Here is an example showing your code works if df.index is a DatetimeIndex:
import numpy as np
import pandas as pd
import matplotlib.pyplot as plt
from scipy import stats
index = pd.date_range(start='2000-1-1', end='2015-1-1', freq='M')
N = len(index)
poisson = (stats.poisson.rvs(1000, size=(N,3))/100.0)
poisson.sort(axis=1)
df = pd.DataFrame(poisson, columns=['lwr', 'Rt', 'upr'], index=index)
plt.fill_between(df.index, df.lwr, df.upr, facecolor='blue', alpha=.2)
plt.plot(df.index, df.Rt, '.')
plt.show()
If the index has string representations of dates, then (with Matplotlib version 1.4.2) you would get a TypeError:
import numpy as np
import pandas as pd
import matplotlib.pyplot as plt
from scipy import stats
index = pd.date_range(start='2000-1-1', end='2015-1-1', freq='M')
N = len(index)
poisson = (stats.poisson.rvs(1000, size=(N,3))/100.0)
poisson.sort(axis=1)
df = pd.DataFrame(poisson, columns=['lwr', 'Rt', 'upr'])
index = [item.strftime('%Y-%m-%d') for item in index]
plt.fill_between(index, df.lwr, df.upr, facecolor='blue', alpha=.2)
plt.plot(index, df.Rt, '.')
plt.show()
yields
File "/home/unutbu/.virtualenvs/dev/local/lib/python2.7/site-packages/numpy/ma/core.py", line 2237, in masked_invalid
condition = ~(np.isfinite(a))
TypeError: Not implemented for this type
In this case, the fix is to convert the strings to Timestamps:
index = pd.to_datetime(index)
Regarding the error reported by chilliq:
TypeError: ufunc 'isfinite' not supported for the input types, and the inputs
could not be safely coerced to any supported types according to the casting
rule ''safe''
This can be produced if the DataFrame columns have "object" dtype when using fill_between. Changing the example column types and then trying to plot, as follows, results in the error above:
import numpy as np
import pandas as pd
import matplotlib.pyplot as plt
from scipy import stats
index = pd.date_range(start='2000-1-1', end='2015-1-1', freq='M')
N = len(index)
poisson = (stats.poisson.rvs(1000, size=(N,3))/100.0)
poisson.sort(axis=1)
df = pd.DataFrame(poisson, columns=['lwr', 'Rt', 'upr'], index=index)
dfo = df.astype(object)
plt.fill_between(df0.index, df0.lwr, df0.upr, facecolor='blue', alpha=.2)
plt.show()
From dfo.info() we see that the column types are "object":
<class 'pandas.core.frame.DataFrame'>
DatetimeIndex: 180 entries, 2000-01-31 to 2014-12-31
Freq: M
Data columns (total 3 columns):
lwr 180 non-null object
Rt 180 non-null object
upr 180 non-null object
dtypes: object(3)
memory usage: 5.6+ KB
Ensuring that the DataFrame has numerical columns will solve the problem. To do this we can use pandas.to_numeric to convert, as follows:
dfn = dfo.apply(pd.to_numeric, errors='ignore')
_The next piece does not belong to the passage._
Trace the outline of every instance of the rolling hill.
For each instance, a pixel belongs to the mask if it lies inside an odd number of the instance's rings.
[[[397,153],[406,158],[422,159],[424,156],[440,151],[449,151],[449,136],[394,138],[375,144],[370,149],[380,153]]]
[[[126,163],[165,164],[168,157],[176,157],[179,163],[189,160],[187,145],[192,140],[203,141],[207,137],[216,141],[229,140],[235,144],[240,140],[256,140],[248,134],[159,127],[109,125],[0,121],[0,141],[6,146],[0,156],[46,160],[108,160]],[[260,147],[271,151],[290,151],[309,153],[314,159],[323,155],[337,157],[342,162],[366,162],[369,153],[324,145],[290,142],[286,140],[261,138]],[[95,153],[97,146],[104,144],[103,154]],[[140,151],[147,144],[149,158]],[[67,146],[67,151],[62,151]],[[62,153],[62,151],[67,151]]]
plt.fill_between(dfn.index, dfn.lwr, dfn.upr, facecolor='blue', alpha=.2)
plt.show()
I got similar error while using fill_between:
ufunc 'bitwise_and' not supported
However, in my case the cause of error was rather stupid. I was passing color parameter but without explicit argument name which caused it to be #4 parameter called where. So simply making sure keyword parameters has key solved the issue:
ax.fill_between(xdata, highs, lows, color=color, alpha=0.2)
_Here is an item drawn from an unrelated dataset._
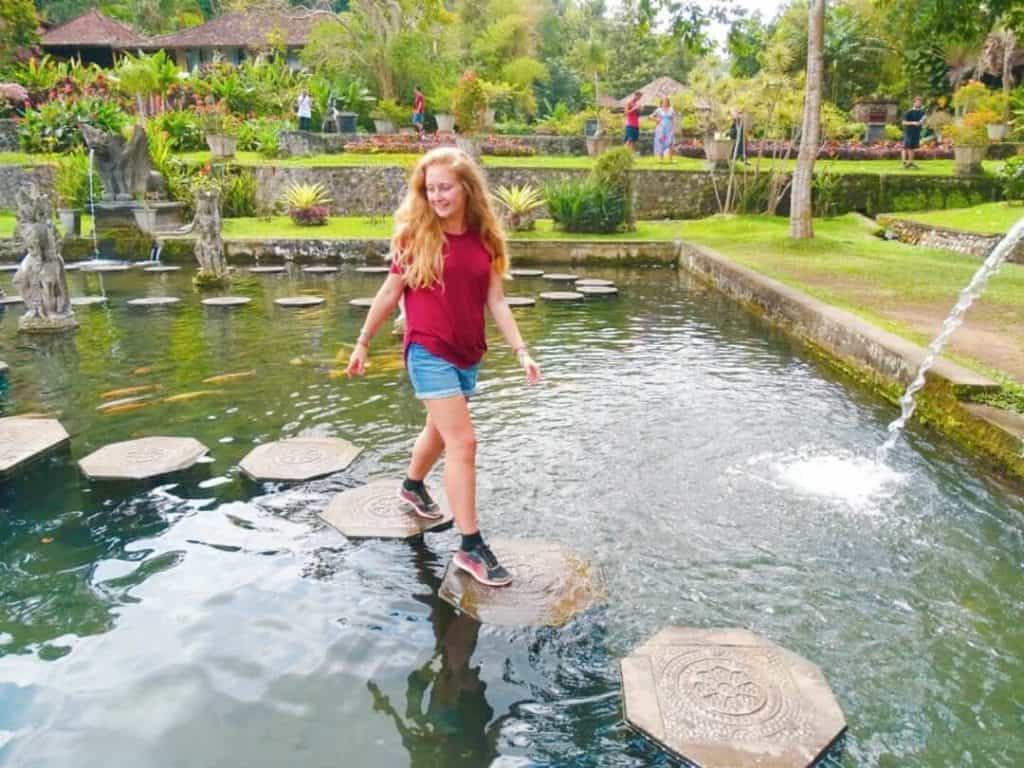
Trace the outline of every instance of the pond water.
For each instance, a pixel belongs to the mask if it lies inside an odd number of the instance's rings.
[[[849,721],[842,765],[1024,762],[1016,490],[921,428],[890,470],[860,459],[896,409],[685,273],[585,273],[622,295],[517,309],[544,382],[495,337],[473,404],[484,532],[603,568],[607,605],[557,630],[439,603],[455,531],[349,542],[316,517],[400,474],[422,423],[396,338],[365,380],[338,375],[362,317],[347,302],[379,278],[243,276],[252,303],[215,309],[187,271],[106,274],[110,306],[53,339],[0,313],[3,414],[73,436],[0,484],[0,765],[672,765],[624,725],[617,659],[673,624],[817,663]],[[272,303],[303,292],[327,303]],[[125,304],[161,294],[182,302]],[[133,387],[153,389],[115,391]],[[121,396],[147,399],[97,411]],[[303,432],[366,452],[309,483],[240,475],[254,444]],[[74,464],[148,434],[213,461],[148,486]]]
I think none of the answers addresses the original question, they all change it a little bit.
If you want to plot timdeltas you can use this workaround
ax = df.Rt.plot()
x = ax.get_lines()[0].get_xdata().astype(float)
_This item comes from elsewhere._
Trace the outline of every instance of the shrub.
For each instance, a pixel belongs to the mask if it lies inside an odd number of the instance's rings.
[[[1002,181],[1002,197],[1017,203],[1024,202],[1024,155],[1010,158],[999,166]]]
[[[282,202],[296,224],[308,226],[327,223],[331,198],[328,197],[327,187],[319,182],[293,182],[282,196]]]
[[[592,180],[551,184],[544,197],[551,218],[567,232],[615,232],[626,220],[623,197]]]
ax.fill_between(x, df.lwr, df.upr, color="b", alpha=0.2)
plt.show()
This work sin your case. In general, the only caveat is that you always need to plot the index using pandas and then get the coordinates from the artist. I am sure that by looking at pandas code, one can actually find how they plot the timedeltas. Then one can apply that to the code, and the first plot is not needed anymore.